Synthetic Target Domain Supervision for Open Retrieval QA
This addresses the robustness of open retrieval QA for real-world applications in specialized domains, representing an incremental improvement.
The paper tackled the problem of neural passage retrieval under domain shift, finding that Dense Passage Retriever (DPR) lags behind BM25 in specialized domains like COVID-19, and improved it by fine-tuning with synthetic training examples, giving DPR a sizable advantage over BM25 in out-of-domain settings.

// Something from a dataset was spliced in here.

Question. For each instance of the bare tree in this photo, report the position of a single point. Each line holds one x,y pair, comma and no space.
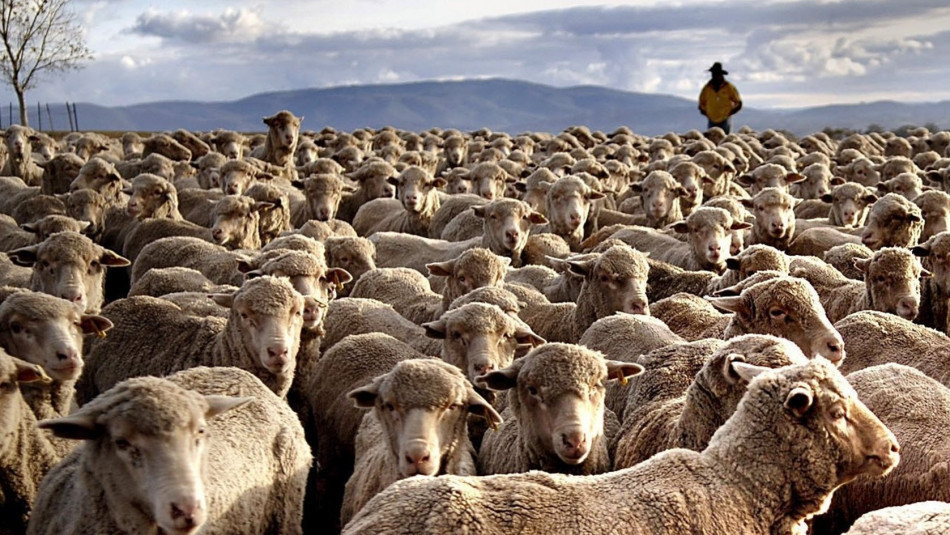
39,37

Neural passage retrieval is a new and promising approach in open retrieval question answering. In this work, we stress-test the Dense Passage Retriever (DPR) -- a state-of-the-art (SOTA) open domain neural retrieval model -- on closed and specialized target domains such as COVID-19, and find that it lags behind standard BM25 in this important real-world setting. To make DPR more robust under domain shift, we explore its fine-tuning with synthetic training examples, which we generate from unlabeled target domain text using a text-to-text generator. In our experiments, this noisy but fully automated target domain supervision gives DPR a sizable advantage over BM25 in out-of-domain settings, making it a more viable model in practice. Finally, an ensemble of BM25 and our improved DPR model yields the best results, further pushing the SOTA for open retrieval QA on multiple out-of-domain test sets.